New Straits Times, 15 Feb 1992: "Continuity and kinks, from Mosley's point of view."


Nicholas Mosley: Imago Bird. Minerva, 1991. 186 pages. $??

review by Otto Steinmayer

Novelists rarely take the trouble to rework their books, but Imago Bird is the revised version of what Nicholas Mosley first published in 1980. It stands as the second novel in his Catastrophe Practice series, which Hopeful Monsters, his latest (reviewed here last May), completes.

    It may surprise most of us that "catastrophe" is in origin a literary critical term. It means "a complete turn-about." Aristotle, in his little book on tragedy, uses it to name the point in the plot of a play where events suddenly reverse themselves. The victim, for example, about to killed turns out to be a long lost brother.

    Traditional novelists took pride in constructing plots with many and surprising such twists. The "catastrophe" in the title of Mosley's series seems to promise novels in such a vein. But time has led us to think literary reversals as the quiet norm. They seem to us (at least as readers) no catastrophes at all, but things we have long awaited and prepared for.

    It's a cliche to say that the modern novel deals with a fragmented and disordered world, a world that has stopped making sense. Events around us take sudden new directions, and we cannot discover the reason. When a novelist makes an honest attempt to describe this world, the fragmentation of narrative generates literary catastrophes of a modern type, literary discontinuities.
Then there are real catastrophes in the vulgar modern sense: wars, murders, disasters. These find their way into the background of almost all modern fiction.

    Bert, the hero and narrator of Imago Bird, lives with his uncle, a recent British prime minister, whom he refers to only as "Uncle Bill," a politician with white hair and the pipe and gait of a sea-captain. I am sure that Mosley makes many allusions to pre-Thatcher British politics. I know nothing about them, so I leave the details to those who can decipher them.

    Bert is 18, between school and university. He faces---like all of us---a discontinuous world, whose vague menace he fends off with a stammer. Bert is an extremely intelligent young man. If he cannot express himself through his tongue, he possesses an extraordinarily rich interior voice as compensation.

    The plot of Imago Bird is the texture of Bert's world. He is growing up. He must make sense of his past in his family, and of the strange things that go inevitably on around him as the member of a political household. Sometimes these things are sinister or tragic, though they are not the focus of the book, and Mosley develops them in a studiedly unconventional way, with sufficient suspense.

    One of Mosley's points seems to me to be that the menace of the modern world lies much in its fragmented surface, its appearance. Bert manages his coming of age with skill. He finds intellectual or human satisfactions along the way. An elderly homosexual tries to pick him up in a railway station cafe, fails and leaves.

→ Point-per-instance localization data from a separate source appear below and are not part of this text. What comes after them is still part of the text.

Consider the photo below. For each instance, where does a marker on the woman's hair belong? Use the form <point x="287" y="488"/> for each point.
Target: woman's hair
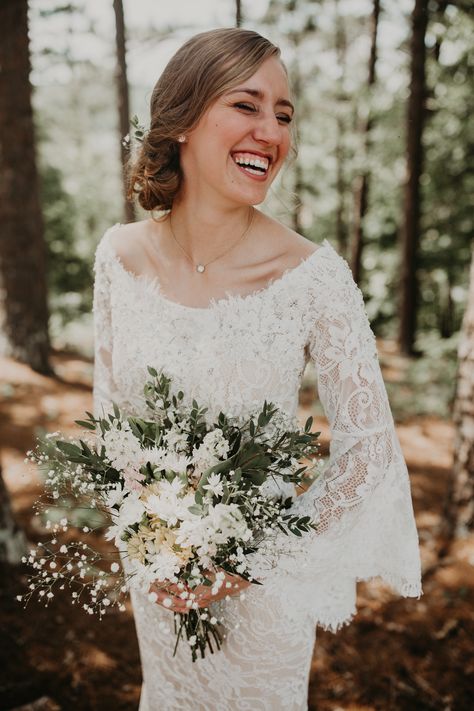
<point x="205" y="67"/>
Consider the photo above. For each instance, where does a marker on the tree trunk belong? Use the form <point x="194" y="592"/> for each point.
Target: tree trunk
<point x="341" y="49"/>
<point x="12" y="538"/>
<point x="123" y="101"/>
<point x="459" y="510"/>
<point x="412" y="207"/>
<point x="23" y="292"/>
<point x="238" y="13"/>
<point x="361" y="198"/>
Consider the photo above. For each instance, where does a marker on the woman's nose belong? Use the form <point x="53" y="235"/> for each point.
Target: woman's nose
<point x="269" y="130"/>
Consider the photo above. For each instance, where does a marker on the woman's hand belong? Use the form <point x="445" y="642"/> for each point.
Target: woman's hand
<point x="169" y="595"/>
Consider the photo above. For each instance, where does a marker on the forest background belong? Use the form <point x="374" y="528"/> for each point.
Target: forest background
<point x="384" y="94"/>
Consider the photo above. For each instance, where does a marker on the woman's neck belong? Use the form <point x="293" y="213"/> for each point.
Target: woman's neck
<point x="204" y="231"/>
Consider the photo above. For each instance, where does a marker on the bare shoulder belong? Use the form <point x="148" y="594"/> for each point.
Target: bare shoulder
<point x="129" y="241"/>
<point x="289" y="246"/>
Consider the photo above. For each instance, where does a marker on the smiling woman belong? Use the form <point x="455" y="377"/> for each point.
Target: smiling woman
<point x="232" y="305"/>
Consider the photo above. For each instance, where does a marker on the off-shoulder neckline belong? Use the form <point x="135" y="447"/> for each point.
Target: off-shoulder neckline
<point x="154" y="284"/>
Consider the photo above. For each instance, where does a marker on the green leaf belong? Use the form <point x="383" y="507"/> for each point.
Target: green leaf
<point x="86" y="424"/>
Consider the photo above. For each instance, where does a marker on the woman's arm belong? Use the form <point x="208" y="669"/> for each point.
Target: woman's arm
<point x="364" y="446"/>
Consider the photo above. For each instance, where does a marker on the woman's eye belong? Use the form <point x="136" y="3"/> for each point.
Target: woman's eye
<point x="286" y="118"/>
<point x="247" y="107"/>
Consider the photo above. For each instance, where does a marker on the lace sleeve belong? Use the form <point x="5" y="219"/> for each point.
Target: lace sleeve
<point x="103" y="390"/>
<point x="364" y="449"/>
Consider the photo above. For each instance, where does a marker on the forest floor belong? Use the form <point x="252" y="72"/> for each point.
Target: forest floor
<point x="397" y="654"/>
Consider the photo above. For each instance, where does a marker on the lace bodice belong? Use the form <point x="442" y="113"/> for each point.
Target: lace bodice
<point x="241" y="350"/>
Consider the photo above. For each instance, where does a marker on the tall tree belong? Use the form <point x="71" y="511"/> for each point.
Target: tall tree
<point x="459" y="513"/>
<point x="23" y="297"/>
<point x="238" y="13"/>
<point x="123" y="100"/>
<point x="412" y="200"/>
<point x="12" y="538"/>
<point x="361" y="197"/>
<point x="341" y="97"/>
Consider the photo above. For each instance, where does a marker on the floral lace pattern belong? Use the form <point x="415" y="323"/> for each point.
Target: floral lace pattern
<point x="231" y="356"/>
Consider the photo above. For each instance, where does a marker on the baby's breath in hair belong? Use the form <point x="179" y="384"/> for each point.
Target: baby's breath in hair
<point x="139" y="132"/>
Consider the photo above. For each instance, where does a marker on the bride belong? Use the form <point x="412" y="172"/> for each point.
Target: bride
<point x="232" y="305"/>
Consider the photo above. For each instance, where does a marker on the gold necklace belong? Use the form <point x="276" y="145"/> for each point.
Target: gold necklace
<point x="200" y="268"/>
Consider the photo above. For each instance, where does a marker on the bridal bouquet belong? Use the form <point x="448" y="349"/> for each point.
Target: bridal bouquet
<point x="184" y="502"/>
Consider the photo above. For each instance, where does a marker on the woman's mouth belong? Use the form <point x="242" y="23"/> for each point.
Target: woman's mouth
<point x="252" y="165"/>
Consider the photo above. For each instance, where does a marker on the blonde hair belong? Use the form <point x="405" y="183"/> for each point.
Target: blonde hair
<point x="205" y="67"/>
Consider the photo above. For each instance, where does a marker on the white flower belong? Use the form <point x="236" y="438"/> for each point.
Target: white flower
<point x="176" y="462"/>
<point x="176" y="440"/>
<point x="155" y="456"/>
<point x="213" y="448"/>
<point x="214" y="485"/>
<point x="167" y="503"/>
<point x="130" y="512"/>
<point x="165" y="565"/>
<point x="114" y="496"/>
<point x="122" y="447"/>
<point x="227" y="521"/>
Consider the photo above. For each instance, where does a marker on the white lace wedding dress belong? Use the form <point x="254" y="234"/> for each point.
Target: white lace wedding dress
<point x="231" y="356"/>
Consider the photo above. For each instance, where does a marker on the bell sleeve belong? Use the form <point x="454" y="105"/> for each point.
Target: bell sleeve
<point x="360" y="500"/>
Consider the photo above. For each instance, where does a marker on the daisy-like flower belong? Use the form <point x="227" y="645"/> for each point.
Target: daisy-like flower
<point x="136" y="548"/>
<point x="122" y="447"/>
<point x="214" y="485"/>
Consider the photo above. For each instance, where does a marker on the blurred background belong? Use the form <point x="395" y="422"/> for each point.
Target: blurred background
<point x="385" y="171"/>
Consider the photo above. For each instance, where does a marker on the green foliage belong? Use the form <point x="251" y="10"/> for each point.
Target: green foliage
<point x="428" y="384"/>
<point x="69" y="273"/>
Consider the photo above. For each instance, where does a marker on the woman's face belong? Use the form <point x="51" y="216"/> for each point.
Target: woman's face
<point x="241" y="142"/>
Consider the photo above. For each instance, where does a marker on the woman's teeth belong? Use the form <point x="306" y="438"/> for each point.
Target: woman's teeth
<point x="254" y="165"/>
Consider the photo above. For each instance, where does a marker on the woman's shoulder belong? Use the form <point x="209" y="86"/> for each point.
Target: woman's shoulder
<point x="125" y="243"/>
<point x="291" y="247"/>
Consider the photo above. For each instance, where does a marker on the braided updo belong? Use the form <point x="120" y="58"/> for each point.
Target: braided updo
<point x="205" y="67"/>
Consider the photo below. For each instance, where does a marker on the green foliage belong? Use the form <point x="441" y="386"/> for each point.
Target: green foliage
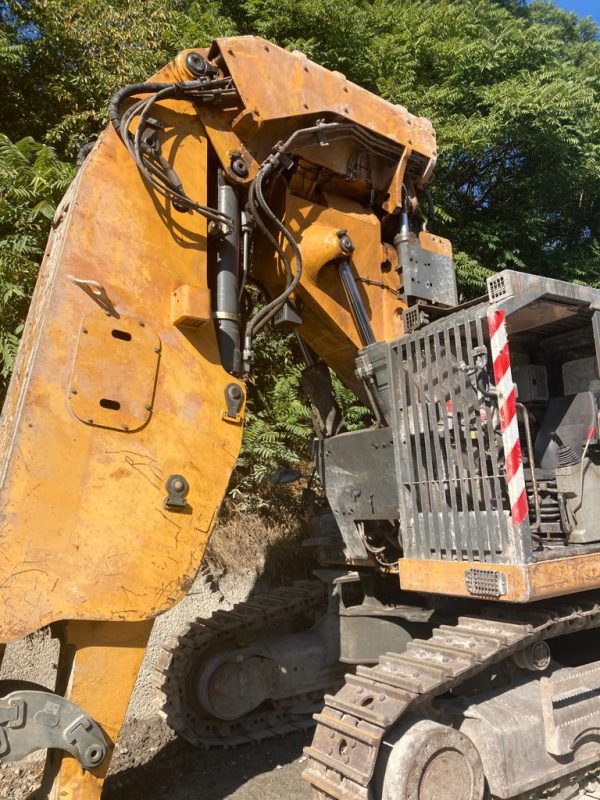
<point x="71" y="55"/>
<point x="32" y="180"/>
<point x="513" y="90"/>
<point x="278" y="427"/>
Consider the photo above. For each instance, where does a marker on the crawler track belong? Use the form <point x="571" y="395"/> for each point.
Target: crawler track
<point x="355" y="721"/>
<point x="244" y="624"/>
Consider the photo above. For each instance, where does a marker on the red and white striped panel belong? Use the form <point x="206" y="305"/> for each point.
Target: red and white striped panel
<point x="507" y="406"/>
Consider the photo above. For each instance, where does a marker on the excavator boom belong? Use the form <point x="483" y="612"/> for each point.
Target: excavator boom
<point x="477" y="480"/>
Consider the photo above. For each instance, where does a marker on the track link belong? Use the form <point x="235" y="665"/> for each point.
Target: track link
<point x="224" y="630"/>
<point x="355" y="721"/>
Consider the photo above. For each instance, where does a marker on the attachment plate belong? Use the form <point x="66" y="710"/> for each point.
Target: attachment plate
<point x="114" y="374"/>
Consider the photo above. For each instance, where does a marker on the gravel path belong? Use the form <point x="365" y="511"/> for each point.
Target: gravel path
<point x="152" y="765"/>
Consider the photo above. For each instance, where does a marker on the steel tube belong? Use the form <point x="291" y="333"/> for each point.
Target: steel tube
<point x="357" y="307"/>
<point x="227" y="306"/>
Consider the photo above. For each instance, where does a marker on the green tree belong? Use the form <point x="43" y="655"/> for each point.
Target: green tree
<point x="32" y="181"/>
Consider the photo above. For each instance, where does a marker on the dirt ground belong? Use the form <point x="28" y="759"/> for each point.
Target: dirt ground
<point x="150" y="764"/>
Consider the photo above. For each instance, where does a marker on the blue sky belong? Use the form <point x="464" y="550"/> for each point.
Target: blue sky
<point x="585" y="8"/>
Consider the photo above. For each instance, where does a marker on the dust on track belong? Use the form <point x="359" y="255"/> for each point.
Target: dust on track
<point x="151" y="764"/>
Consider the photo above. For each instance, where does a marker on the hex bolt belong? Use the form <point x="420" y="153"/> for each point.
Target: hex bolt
<point x="239" y="166"/>
<point x="346" y="242"/>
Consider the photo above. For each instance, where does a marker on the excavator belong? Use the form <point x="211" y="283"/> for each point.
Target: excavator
<point x="447" y="644"/>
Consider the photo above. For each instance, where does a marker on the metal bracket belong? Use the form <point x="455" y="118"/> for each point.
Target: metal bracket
<point x="33" y="720"/>
<point x="178" y="488"/>
<point x="98" y="294"/>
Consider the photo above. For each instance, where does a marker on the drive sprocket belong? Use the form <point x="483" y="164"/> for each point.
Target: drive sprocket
<point x="285" y="610"/>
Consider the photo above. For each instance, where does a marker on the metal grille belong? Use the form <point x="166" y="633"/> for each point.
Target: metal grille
<point x="453" y="494"/>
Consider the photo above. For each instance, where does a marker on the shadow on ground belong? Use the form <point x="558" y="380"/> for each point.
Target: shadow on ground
<point x="267" y="771"/>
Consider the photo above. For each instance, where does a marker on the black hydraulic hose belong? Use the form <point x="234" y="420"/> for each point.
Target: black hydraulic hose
<point x="357" y="307"/>
<point x="269" y="311"/>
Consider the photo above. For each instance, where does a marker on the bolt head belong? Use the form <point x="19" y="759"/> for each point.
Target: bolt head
<point x="239" y="167"/>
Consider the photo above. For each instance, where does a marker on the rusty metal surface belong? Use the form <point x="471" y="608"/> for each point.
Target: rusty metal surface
<point x="84" y="531"/>
<point x="115" y="370"/>
<point x="310" y="89"/>
<point x="355" y="721"/>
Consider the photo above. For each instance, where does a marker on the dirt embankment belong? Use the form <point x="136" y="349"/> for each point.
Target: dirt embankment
<point x="150" y="763"/>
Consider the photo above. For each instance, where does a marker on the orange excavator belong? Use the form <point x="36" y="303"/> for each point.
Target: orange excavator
<point x="454" y="520"/>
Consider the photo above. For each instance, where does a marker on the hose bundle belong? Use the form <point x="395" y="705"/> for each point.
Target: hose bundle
<point x="143" y="142"/>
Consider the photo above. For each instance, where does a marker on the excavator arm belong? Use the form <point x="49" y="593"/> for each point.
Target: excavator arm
<point x="124" y="416"/>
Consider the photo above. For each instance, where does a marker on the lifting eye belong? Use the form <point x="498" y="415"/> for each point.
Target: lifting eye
<point x="114" y="405"/>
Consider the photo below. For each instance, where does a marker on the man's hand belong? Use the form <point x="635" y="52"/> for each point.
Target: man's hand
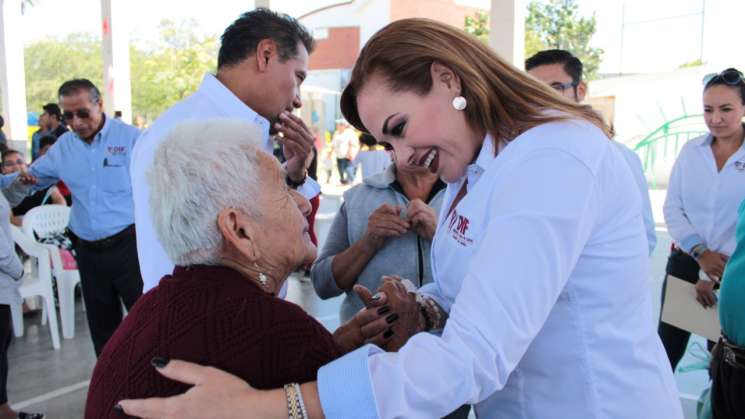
<point x="705" y="293"/>
<point x="216" y="394"/>
<point x="423" y="219"/>
<point x="713" y="263"/>
<point x="297" y="145"/>
<point x="384" y="223"/>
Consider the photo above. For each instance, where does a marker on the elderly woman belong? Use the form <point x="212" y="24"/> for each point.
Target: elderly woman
<point x="384" y="227"/>
<point x="235" y="232"/>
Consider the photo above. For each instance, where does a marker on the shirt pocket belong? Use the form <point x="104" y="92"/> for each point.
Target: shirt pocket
<point x="115" y="176"/>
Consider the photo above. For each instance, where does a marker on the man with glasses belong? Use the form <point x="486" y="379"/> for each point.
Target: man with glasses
<point x="93" y="160"/>
<point x="563" y="72"/>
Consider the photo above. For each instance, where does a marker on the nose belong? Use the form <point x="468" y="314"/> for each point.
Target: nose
<point x="302" y="203"/>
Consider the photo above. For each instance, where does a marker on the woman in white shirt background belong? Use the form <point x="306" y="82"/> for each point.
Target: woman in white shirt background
<point x="540" y="306"/>
<point x="707" y="185"/>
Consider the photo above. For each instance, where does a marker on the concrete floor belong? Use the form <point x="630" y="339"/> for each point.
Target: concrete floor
<point x="55" y="382"/>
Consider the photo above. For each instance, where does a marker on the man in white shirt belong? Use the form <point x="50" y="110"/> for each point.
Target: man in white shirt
<point x="563" y="72"/>
<point x="262" y="62"/>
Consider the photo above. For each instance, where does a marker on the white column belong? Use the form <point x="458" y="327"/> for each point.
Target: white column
<point x="507" y="30"/>
<point x="12" y="76"/>
<point x="117" y="88"/>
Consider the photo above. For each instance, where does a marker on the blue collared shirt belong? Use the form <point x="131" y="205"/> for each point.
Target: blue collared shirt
<point x="97" y="175"/>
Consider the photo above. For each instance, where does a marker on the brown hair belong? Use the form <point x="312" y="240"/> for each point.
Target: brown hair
<point x="502" y="100"/>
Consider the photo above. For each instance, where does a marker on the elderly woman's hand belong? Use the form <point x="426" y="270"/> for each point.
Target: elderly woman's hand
<point x="423" y="219"/>
<point x="384" y="223"/>
<point x="407" y="318"/>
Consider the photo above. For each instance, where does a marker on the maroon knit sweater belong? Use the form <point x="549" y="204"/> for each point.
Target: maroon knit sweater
<point x="211" y="316"/>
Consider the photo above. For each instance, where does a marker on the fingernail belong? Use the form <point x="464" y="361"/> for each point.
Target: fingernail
<point x="159" y="362"/>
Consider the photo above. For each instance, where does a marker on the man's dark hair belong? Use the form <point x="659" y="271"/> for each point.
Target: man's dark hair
<point x="572" y="64"/>
<point x="243" y="36"/>
<point x="53" y="109"/>
<point x="47" y="140"/>
<point x="74" y="86"/>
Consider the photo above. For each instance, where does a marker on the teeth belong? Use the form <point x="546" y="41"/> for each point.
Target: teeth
<point x="430" y="158"/>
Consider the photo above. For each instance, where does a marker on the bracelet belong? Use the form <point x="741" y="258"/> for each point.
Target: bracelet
<point x="295" y="405"/>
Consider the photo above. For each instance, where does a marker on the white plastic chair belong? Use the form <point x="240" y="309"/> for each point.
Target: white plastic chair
<point x="43" y="221"/>
<point x="38" y="282"/>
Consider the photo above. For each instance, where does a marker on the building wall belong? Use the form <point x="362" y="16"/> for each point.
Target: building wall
<point x="447" y="11"/>
<point x="338" y="49"/>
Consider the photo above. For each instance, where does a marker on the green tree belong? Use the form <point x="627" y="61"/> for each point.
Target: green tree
<point x="551" y="24"/>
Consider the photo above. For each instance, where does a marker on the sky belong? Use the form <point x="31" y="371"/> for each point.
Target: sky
<point x="637" y="35"/>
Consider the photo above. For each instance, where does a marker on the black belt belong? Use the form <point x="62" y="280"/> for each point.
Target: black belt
<point x="110" y="241"/>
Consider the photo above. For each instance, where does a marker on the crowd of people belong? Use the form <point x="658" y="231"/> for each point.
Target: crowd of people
<point x="494" y="257"/>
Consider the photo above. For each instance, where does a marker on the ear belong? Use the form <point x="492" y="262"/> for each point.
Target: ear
<point x="581" y="91"/>
<point x="265" y="50"/>
<point x="239" y="234"/>
<point x="444" y="76"/>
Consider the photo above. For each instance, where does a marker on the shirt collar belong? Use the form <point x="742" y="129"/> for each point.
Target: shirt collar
<point x="229" y="104"/>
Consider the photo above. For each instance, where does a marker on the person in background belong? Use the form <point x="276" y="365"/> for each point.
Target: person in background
<point x="13" y="162"/>
<point x="44" y="145"/>
<point x="563" y="72"/>
<point x="94" y="160"/>
<point x="728" y="358"/>
<point x="11" y="276"/>
<point x="51" y="125"/>
<point x="372" y="159"/>
<point x="707" y="184"/>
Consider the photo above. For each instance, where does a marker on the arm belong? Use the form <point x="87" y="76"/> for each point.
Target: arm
<point x="678" y="225"/>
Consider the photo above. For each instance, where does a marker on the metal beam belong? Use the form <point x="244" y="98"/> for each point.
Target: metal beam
<point x="117" y="88"/>
<point x="507" y="30"/>
<point x="12" y="77"/>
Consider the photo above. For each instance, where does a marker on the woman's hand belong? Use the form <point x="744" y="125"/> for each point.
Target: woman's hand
<point x="384" y="223"/>
<point x="712" y="263"/>
<point x="216" y="394"/>
<point x="705" y="293"/>
<point x="423" y="219"/>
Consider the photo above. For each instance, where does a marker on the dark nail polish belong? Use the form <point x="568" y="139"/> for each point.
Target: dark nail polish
<point x="159" y="362"/>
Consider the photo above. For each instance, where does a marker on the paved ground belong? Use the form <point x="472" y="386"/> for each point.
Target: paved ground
<point x="55" y="382"/>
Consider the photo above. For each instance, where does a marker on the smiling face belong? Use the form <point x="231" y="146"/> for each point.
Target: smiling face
<point x="421" y="130"/>
<point x="723" y="110"/>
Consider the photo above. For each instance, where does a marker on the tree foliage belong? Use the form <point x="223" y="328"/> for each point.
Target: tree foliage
<point x="162" y="72"/>
<point x="551" y="24"/>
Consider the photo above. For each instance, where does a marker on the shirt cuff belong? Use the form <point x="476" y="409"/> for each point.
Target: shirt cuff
<point x="345" y="387"/>
<point x="690" y="242"/>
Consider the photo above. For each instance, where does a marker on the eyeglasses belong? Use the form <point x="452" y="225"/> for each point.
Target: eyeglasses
<point x="730" y="77"/>
<point x="560" y="87"/>
<point x="80" y="113"/>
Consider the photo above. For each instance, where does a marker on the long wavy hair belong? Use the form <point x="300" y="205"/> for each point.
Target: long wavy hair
<point x="502" y="100"/>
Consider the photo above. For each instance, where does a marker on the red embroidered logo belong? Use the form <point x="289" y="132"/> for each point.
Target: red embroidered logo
<point x="458" y="226"/>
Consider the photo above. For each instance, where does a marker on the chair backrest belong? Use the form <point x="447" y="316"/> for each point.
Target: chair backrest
<point x="45" y="220"/>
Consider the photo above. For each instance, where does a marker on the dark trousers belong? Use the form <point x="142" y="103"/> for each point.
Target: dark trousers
<point x="342" y="165"/>
<point x="5" y="337"/>
<point x="728" y="384"/>
<point x="675" y="340"/>
<point x="108" y="273"/>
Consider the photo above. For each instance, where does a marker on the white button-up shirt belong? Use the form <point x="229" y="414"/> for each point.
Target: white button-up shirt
<point x="701" y="204"/>
<point x="212" y="100"/>
<point x="543" y="267"/>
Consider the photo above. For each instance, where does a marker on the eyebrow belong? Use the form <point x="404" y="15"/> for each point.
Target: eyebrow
<point x="385" y="123"/>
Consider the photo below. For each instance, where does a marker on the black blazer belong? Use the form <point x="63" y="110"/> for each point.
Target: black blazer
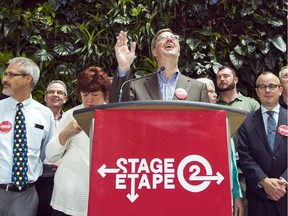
<point x="257" y="161"/>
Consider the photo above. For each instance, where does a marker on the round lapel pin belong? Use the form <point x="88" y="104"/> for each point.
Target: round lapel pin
<point x="283" y="130"/>
<point x="181" y="93"/>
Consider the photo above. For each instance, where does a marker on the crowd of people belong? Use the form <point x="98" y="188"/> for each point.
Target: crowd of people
<point x="55" y="180"/>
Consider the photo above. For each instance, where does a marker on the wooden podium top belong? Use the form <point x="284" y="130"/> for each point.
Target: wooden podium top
<point x="235" y="116"/>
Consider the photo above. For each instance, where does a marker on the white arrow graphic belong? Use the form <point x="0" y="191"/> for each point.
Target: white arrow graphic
<point x="102" y="170"/>
<point x="132" y="196"/>
<point x="218" y="177"/>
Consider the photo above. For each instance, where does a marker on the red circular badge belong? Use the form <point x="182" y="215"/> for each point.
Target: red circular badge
<point x="181" y="93"/>
<point x="283" y="130"/>
<point x="5" y="126"/>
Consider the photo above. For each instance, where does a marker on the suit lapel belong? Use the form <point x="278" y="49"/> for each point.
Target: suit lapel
<point x="260" y="128"/>
<point x="281" y="121"/>
<point x="183" y="82"/>
<point x="152" y="86"/>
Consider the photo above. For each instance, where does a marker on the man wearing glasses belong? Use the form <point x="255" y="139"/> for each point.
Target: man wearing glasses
<point x="166" y="84"/>
<point x="283" y="76"/>
<point x="26" y="128"/>
<point x="55" y="98"/>
<point x="263" y="151"/>
<point x="226" y="87"/>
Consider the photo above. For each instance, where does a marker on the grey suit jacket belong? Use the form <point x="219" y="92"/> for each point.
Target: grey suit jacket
<point x="257" y="161"/>
<point x="147" y="88"/>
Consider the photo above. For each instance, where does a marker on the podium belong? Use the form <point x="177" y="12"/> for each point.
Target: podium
<point x="160" y="157"/>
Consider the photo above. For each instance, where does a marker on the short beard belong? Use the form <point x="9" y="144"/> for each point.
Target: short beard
<point x="228" y="88"/>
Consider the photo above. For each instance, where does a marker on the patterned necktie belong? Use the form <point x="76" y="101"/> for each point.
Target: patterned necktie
<point x="20" y="151"/>
<point x="271" y="129"/>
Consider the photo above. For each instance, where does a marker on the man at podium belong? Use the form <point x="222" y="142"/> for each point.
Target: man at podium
<point x="166" y="84"/>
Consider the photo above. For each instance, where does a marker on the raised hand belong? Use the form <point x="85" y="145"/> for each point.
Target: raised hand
<point x="124" y="56"/>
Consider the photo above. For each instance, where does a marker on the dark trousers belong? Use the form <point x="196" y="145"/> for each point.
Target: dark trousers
<point x="44" y="187"/>
<point x="58" y="213"/>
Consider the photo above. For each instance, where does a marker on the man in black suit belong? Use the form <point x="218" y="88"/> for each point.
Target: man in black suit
<point x="3" y="96"/>
<point x="167" y="84"/>
<point x="264" y="163"/>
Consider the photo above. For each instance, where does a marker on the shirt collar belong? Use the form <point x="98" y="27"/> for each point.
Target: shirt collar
<point x="275" y="109"/>
<point x="13" y="102"/>
<point x="162" y="76"/>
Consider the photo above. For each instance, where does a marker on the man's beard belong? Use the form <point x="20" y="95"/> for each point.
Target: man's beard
<point x="228" y="88"/>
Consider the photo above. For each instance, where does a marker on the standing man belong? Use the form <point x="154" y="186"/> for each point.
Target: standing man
<point x="55" y="98"/>
<point x="26" y="128"/>
<point x="3" y="96"/>
<point x="167" y="84"/>
<point x="283" y="76"/>
<point x="226" y="81"/>
<point x="263" y="151"/>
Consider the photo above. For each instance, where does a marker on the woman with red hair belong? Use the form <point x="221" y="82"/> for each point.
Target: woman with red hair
<point x="72" y="145"/>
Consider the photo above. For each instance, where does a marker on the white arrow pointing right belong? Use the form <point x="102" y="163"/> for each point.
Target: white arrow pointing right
<point x="102" y="170"/>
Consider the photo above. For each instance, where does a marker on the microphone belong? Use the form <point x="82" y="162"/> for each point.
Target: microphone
<point x="131" y="80"/>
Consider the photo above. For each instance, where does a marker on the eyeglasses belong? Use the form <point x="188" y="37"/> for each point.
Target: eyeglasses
<point x="212" y="92"/>
<point x="264" y="87"/>
<point x="172" y="37"/>
<point x="58" y="92"/>
<point x="11" y="74"/>
<point x="224" y="76"/>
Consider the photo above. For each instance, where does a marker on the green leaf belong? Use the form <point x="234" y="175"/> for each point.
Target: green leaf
<point x="240" y="50"/>
<point x="64" y="49"/>
<point x="279" y="43"/>
<point x="236" y="59"/>
<point x="42" y="55"/>
<point x="270" y="60"/>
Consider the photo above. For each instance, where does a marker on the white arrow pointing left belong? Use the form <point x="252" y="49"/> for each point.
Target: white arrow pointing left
<point x="103" y="170"/>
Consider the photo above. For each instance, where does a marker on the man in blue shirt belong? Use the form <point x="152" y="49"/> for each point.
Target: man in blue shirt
<point x="19" y="79"/>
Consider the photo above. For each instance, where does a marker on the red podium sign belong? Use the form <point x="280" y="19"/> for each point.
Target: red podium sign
<point x="160" y="162"/>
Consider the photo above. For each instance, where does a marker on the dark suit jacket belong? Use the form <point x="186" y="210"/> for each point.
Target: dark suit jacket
<point x="257" y="161"/>
<point x="147" y="88"/>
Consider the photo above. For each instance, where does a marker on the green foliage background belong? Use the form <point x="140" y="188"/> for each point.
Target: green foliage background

Bert thinks: "if you just let things happen truly, at least you get a cup of coffee..."

    "Catastophe" has acquired a new technical sense in the past few years. Mathematicians have devised a catastrophe theory as a method of explaining how sudden complete turn-abouts happen in equations or in nature. The premis of the theory is that number and nature love continuity. Events do not jump from one state to the next, but must pass through some intervening stage. What seems to us a jump may not be a jump at all.

    Imagine a piece of wire twisted into a complex curve. If you close one eye and look at the wire, so that it appears to be a flat scribble, there may seem to be sharp kinks in it, points where its course reverses itself, as it were, instantaneously. Then if you open your other eye and look at the wire in three dimensions and rotate it in your hands, you see that the curve is smooth and continuous. It was your point of view that created the kinks.

    In a recent article in the Times Literary Supplement, Mosley explained his aims as a contemporary writer of novels. It seemed to him that too many new novels merely took fragmentation and discontinuity for given and intractable facts of modern life, and that novelists wasted their time parading their despair. Mosley thinks that like the traditional novel, the modern novel too should try to say something about life, to explain, or console.

    It is impossible, I think, to achieve this now in a traditional way. The old literary techniques do not wholly suffice. Yet Mosley's choice of catastrophe theory as a paradigm in writing Imago Bird succeeds, and could teach other writers.

    Bert is trying to discover the continuity that appears as the kinks of the world he sees. It's not so much a matter of putting order into things, but seeing the order that's already there. Bert's tools are his sensitivity, his intellect, and metaphor. Both "imago" and "bird" are long-running metaphors throughout the novel.

    Mosley asks also for a reader patient enough to open both eyes, so to speak, while reading his book, to rotate the narrative through three and four dimensions---because time too is an element of narrative and the world---and perceive the continuous whole.